Finished with its acquisition of Morgan Keegan & Co. Inc., Raymond James Financial Inc. plans to refocus on recruiting, which was depressed across the industry in the first half of 2013, chief executive Paul Reilly said Thursday, a day after the firm reported record profits.
Finished with its acquisition of Morgan Keegan & Co. Inc., Raymond James Financial Inc. plans to refocus on recruiting, which was depressed across the industry in the first half of 2013, chief executive Paul Reilly said Thursday, a day after the firm reported record profits.
After a slow start to the recruiting year, Raymond James Financial Services Inc., the independent broker-dealer, posted better net new adviser numbers in the second half of the fiscal year, finishing with 3,275 reps and advisers. That's a net gain of 55 reps and advisers in the course of the year, an increase of almost 2%.
“Recruiting has picked up substantially in the last quarter,” Mr. Reilly said on a conference call to discuss the company's earnings.
He pointed to two reasons. First, reps and advisers across the industry sat tight in the first half of the year, enjoying the good times as the broad stock market rose close to 16% through mid-May. Second, Raymond James Financial is finished with its integration of Morgan Keegan, allowing it to focus on recruiting.
“We're a lot more focused now on the outside versus the inside,” Mr. Reilly said.
Raymond James & Associates, the employee broker-dealer that absorbed Morgan Keegan brokers earlier this year, suffered a net loss of 43 reps and advisers after combining the two securities businesses. Its head count as of Sept. 30 was 2,443 reps and advisers.

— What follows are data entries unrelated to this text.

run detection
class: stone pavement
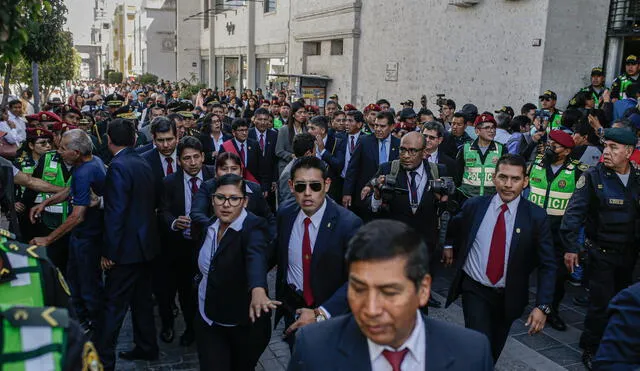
[117,269,596,371]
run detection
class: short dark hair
[345,219,430,290]
[177,135,202,158]
[310,116,329,134]
[292,133,316,158]
[151,116,178,138]
[520,103,538,115]
[107,119,136,147]
[231,119,249,130]
[496,153,527,175]
[216,152,242,168]
[289,156,328,180]
[376,111,396,126]
[211,174,247,197]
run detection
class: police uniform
[0,230,102,371]
[560,128,640,364]
[527,130,588,331]
[611,54,639,99]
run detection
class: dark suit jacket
[368,160,447,249]
[102,148,159,264]
[249,128,278,192]
[593,283,640,371]
[275,197,362,323]
[160,165,216,237]
[287,314,493,371]
[200,212,268,325]
[189,178,276,241]
[343,134,400,200]
[447,196,556,320]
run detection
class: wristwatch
[537,304,551,316]
[313,308,327,322]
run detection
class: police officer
[527,130,587,331]
[611,54,640,102]
[456,113,503,198]
[560,128,640,369]
[0,230,102,371]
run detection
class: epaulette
[0,307,69,328]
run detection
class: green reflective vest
[528,162,576,216]
[458,142,502,197]
[42,151,71,229]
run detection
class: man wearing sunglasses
[273,156,362,347]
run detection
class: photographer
[363,132,447,307]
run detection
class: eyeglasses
[213,193,244,207]
[293,182,322,193]
[400,147,423,156]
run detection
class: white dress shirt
[198,209,247,326]
[340,132,360,178]
[367,311,427,371]
[462,194,520,287]
[158,150,178,176]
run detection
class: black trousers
[195,313,271,371]
[580,247,637,352]
[462,273,514,364]
[95,262,158,371]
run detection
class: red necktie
[190,177,198,194]
[166,157,173,175]
[487,204,509,285]
[382,348,409,371]
[240,143,247,166]
[302,218,313,306]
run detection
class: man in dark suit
[447,154,556,362]
[593,283,640,371]
[288,220,493,371]
[96,119,159,370]
[249,108,278,211]
[220,119,266,189]
[274,157,362,346]
[161,136,215,346]
[342,111,400,219]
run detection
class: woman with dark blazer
[195,174,278,371]
[198,113,231,165]
[276,102,309,176]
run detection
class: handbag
[0,131,18,160]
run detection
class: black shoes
[118,347,158,361]
[547,311,567,331]
[180,330,196,347]
[427,296,442,308]
[160,327,175,343]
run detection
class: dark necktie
[189,177,198,194]
[166,157,173,175]
[240,143,247,166]
[302,218,313,306]
[382,348,409,371]
[487,204,509,285]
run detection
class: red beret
[473,113,498,126]
[549,130,576,148]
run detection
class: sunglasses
[293,182,322,193]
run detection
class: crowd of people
[0,55,640,371]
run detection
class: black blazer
[200,212,268,325]
[288,314,493,371]
[447,195,557,321]
[102,148,160,264]
[343,134,400,200]
[268,197,362,323]
[249,128,278,192]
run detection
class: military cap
[604,128,637,146]
[538,90,558,100]
[27,128,53,140]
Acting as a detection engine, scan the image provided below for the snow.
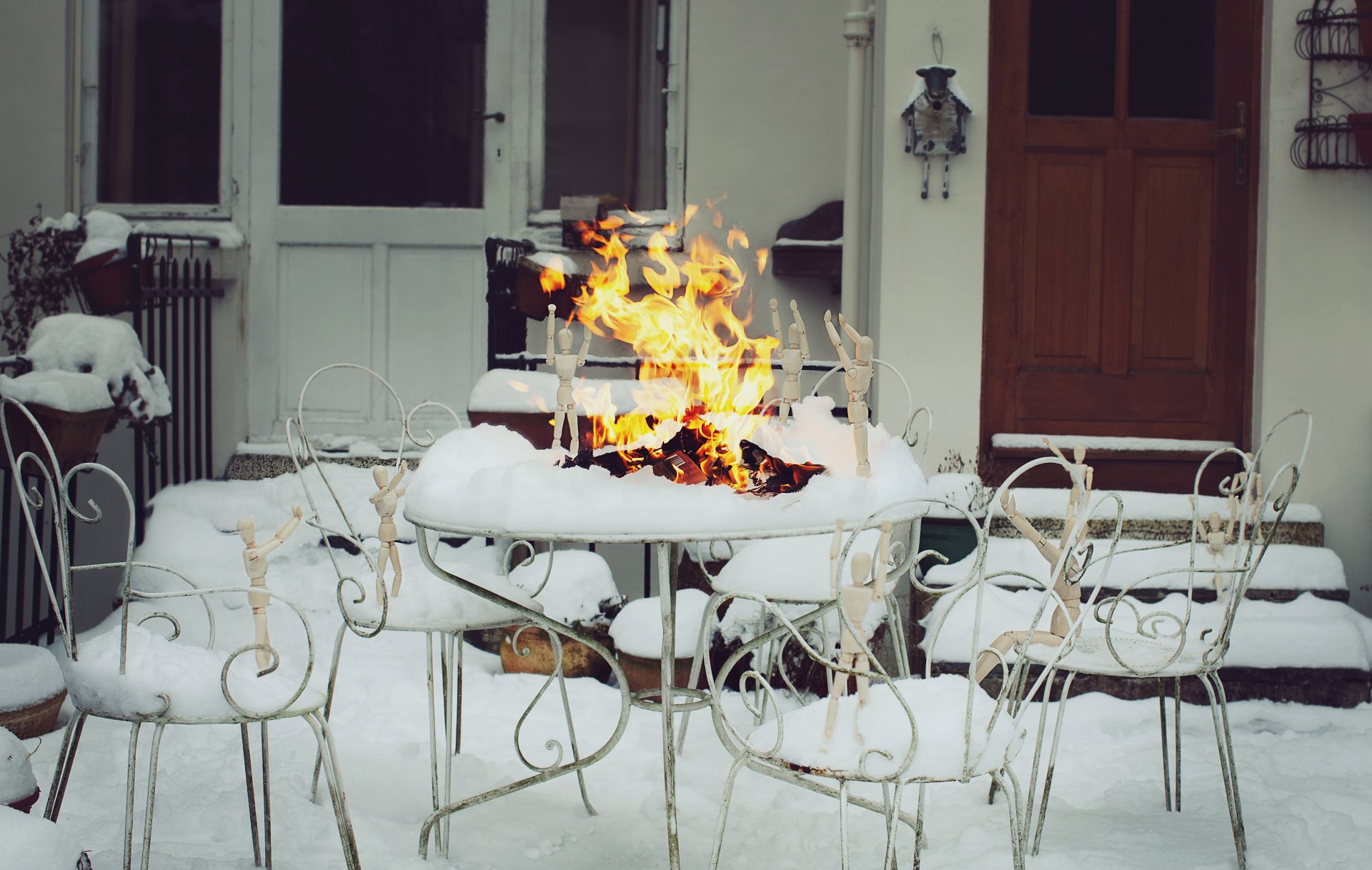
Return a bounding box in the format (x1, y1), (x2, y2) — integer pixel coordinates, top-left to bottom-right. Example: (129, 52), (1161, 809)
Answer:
(24, 314), (172, 423)
(0, 644), (61, 713)
(510, 548), (622, 624)
(990, 432), (1233, 450)
(920, 586), (1372, 671)
(1004, 488), (1324, 523)
(713, 529), (895, 601)
(73, 209), (133, 262)
(0, 807), (81, 870)
(926, 538), (1348, 596)
(16, 461), (1372, 870)
(0, 719), (39, 806)
(467, 369), (686, 416)
(609, 589), (710, 659)
(404, 396), (925, 541)
(747, 674), (1022, 779)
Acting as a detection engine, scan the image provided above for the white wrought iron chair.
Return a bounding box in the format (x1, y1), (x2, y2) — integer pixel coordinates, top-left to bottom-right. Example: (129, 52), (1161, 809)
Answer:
(1020, 410), (1314, 870)
(677, 358), (933, 752)
(287, 362), (595, 855)
(0, 398), (361, 870)
(707, 459), (1108, 870)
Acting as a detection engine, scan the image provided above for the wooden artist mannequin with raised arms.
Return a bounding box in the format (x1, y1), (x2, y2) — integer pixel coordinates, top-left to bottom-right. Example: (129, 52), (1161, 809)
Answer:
(239, 506), (302, 670)
(825, 311), (874, 478)
(820, 520), (890, 751)
(975, 438), (1095, 684)
(771, 299), (810, 426)
(543, 304), (592, 453)
(368, 460), (410, 601)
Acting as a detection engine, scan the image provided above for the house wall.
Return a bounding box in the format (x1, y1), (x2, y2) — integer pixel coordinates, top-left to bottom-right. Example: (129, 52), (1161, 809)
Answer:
(1254, 0), (1372, 612)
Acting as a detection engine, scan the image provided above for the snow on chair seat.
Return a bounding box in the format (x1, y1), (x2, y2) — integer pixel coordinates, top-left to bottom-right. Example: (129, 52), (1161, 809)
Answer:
(747, 674), (1023, 779)
(61, 626), (324, 723)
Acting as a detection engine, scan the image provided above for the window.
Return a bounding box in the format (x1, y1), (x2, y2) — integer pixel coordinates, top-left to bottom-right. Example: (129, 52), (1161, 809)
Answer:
(538, 0), (670, 209)
(282, 0), (488, 209)
(94, 0), (224, 206)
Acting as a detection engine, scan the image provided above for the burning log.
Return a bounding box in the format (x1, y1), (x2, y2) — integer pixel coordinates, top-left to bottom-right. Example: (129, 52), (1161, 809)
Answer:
(561, 413), (825, 496)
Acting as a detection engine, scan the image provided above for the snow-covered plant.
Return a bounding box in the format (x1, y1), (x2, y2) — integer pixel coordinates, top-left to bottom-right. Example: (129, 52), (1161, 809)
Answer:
(0, 204), (85, 354)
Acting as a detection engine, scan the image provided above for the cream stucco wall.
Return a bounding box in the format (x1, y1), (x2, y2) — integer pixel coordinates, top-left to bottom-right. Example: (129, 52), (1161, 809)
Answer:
(871, 0), (990, 472)
(1254, 0), (1372, 612)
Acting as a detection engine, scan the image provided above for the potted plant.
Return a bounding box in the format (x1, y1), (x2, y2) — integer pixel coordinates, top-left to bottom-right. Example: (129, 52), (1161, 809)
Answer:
(501, 550), (625, 679)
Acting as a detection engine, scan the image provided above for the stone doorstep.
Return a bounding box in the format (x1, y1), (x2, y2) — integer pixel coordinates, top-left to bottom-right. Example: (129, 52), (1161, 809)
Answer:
(927, 656), (1372, 708)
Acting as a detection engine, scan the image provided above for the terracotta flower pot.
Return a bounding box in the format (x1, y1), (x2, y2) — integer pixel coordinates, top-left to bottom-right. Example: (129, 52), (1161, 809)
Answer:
(0, 689), (67, 739)
(71, 251), (133, 314)
(6, 789), (43, 812)
(1348, 111), (1372, 165)
(501, 626), (609, 679)
(616, 651), (701, 691)
(0, 404), (114, 471)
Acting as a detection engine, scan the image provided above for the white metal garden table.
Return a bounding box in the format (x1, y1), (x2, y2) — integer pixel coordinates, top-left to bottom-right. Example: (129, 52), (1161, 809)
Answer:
(404, 505), (922, 870)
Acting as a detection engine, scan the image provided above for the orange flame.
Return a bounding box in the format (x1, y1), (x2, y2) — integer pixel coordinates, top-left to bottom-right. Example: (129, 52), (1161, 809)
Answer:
(545, 203), (778, 490)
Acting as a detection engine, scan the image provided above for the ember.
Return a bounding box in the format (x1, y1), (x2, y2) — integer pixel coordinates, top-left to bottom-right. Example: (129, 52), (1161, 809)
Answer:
(561, 409), (825, 496)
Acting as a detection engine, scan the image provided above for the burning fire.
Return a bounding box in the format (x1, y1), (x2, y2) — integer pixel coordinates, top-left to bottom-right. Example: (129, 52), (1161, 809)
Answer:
(540, 211), (790, 491)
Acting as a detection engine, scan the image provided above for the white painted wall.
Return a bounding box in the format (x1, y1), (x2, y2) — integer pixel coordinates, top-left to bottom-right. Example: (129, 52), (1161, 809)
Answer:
(686, 0), (850, 370)
(871, 0), (990, 472)
(1254, 0), (1372, 612)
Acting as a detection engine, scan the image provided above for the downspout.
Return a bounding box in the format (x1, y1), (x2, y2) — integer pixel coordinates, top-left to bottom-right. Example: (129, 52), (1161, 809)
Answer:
(840, 0), (873, 328)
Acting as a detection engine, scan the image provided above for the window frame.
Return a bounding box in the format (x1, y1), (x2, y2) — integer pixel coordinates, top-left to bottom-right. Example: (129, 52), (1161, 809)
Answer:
(76, 0), (237, 219)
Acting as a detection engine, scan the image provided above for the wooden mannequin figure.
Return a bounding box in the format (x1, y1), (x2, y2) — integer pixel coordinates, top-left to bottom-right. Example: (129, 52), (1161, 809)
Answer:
(825, 311), (873, 478)
(239, 506), (300, 670)
(771, 299), (810, 426)
(543, 304), (592, 453)
(975, 438), (1095, 684)
(820, 520), (890, 752)
(368, 460), (410, 602)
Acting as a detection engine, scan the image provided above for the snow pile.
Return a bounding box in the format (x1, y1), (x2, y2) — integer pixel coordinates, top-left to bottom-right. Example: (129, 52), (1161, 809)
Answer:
(467, 369), (686, 416)
(0, 644), (63, 708)
(72, 209), (133, 262)
(0, 729), (39, 804)
(712, 529), (895, 604)
(404, 398), (925, 541)
(920, 586), (1372, 671)
(0, 371), (114, 414)
(747, 674), (1022, 779)
(926, 538), (1348, 596)
(61, 623), (324, 719)
(0, 807), (91, 870)
(609, 589), (710, 659)
(510, 548), (622, 626)
(24, 314), (172, 423)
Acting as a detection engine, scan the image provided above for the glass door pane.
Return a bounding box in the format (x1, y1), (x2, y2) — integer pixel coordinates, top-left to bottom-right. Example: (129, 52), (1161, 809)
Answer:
(282, 0), (488, 209)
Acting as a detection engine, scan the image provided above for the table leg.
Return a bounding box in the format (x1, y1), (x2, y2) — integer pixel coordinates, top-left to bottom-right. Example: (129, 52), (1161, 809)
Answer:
(656, 544), (682, 870)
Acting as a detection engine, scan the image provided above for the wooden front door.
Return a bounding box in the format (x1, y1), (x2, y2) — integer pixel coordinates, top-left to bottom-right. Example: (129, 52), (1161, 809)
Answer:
(981, 0), (1260, 489)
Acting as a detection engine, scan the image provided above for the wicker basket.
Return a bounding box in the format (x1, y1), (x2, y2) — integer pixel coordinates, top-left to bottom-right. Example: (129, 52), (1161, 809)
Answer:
(0, 689), (67, 739)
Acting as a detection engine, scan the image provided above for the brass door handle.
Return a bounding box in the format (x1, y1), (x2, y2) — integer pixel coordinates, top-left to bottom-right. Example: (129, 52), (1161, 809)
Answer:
(1210, 103), (1248, 186)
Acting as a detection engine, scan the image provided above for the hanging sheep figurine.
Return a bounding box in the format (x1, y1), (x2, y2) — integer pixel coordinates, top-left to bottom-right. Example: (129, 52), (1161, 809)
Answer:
(900, 30), (971, 199)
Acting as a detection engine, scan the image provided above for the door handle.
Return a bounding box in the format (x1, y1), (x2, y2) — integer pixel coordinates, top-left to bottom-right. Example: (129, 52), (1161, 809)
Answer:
(1210, 103), (1248, 186)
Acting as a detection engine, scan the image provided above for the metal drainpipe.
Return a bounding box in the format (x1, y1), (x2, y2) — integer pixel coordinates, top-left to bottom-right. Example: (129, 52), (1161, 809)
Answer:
(840, 0), (873, 328)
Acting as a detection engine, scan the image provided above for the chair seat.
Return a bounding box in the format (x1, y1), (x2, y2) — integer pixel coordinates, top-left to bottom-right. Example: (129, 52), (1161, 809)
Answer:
(1025, 633), (1213, 676)
(713, 529), (881, 601)
(60, 624), (324, 724)
(747, 674), (1023, 781)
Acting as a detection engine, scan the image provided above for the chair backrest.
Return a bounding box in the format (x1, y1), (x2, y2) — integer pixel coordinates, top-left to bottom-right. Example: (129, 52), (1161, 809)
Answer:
(285, 362), (462, 636)
(0, 396), (314, 719)
(1092, 410), (1313, 676)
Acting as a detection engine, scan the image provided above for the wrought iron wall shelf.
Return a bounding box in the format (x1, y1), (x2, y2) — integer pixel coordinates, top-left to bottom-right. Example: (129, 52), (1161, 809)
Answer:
(1291, 0), (1372, 169)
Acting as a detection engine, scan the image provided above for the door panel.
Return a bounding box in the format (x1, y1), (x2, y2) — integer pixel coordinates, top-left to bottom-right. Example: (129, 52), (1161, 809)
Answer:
(981, 0), (1261, 486)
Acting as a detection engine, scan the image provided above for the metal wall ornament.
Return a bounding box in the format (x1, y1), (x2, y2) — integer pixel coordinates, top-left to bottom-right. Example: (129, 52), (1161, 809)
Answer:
(900, 30), (971, 199)
(0, 398), (361, 870)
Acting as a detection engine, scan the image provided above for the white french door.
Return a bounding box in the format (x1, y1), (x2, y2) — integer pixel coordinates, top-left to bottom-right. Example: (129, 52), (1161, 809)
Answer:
(246, 0), (535, 439)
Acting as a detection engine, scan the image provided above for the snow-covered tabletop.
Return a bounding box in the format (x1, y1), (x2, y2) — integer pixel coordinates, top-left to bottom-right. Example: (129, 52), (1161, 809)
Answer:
(404, 396), (925, 544)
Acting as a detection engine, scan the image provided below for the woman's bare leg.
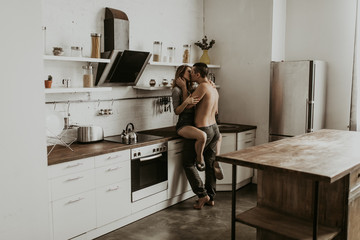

The renewed attention to recruiting comes as Raymond James Financial on Wednesday reported record net revenue of $4.5 billion for its fiscal year ended Sept. 30, up 18% from the prior year. The firm, home to 5,700 registered representatives and advisers in the United States, also reported record annual net income of $367 million, an increase of 24% from the previous year.
“All four operating segments generated net revenue and earnings this year, which is a testament to the firm's conservative business model and our associates' unwavering focus on serving clients and advisers,” Mr. Reilly said.
Private client group revenue for the year increased 18% to $2.9 billion. Pretax income in the private client group was up 7% to $230.3 million. The private client group is the largest of Raymond James' businesses, account for roughly two-thirds the firm's revenue. The other segments are: capital markets, asset management and a bank.
Overall for the company, earnings reached $2.58 per diluted share, up 17% from $2.20 per diluted share in the previous fiscal year. Excluding $80 million in pretax charges for acquisition-related expenses and other items, net income would have been $2.95 per diluted share. The firm also reported record assets under administration of $425 billion, up 10% for the year, and record assets under management of $56 billion, up 31% for the year.
The results included a full year of Morgan Keegan business operations, which Raymond James acquired for $930 million in April 2012 from Regions Financial Corp.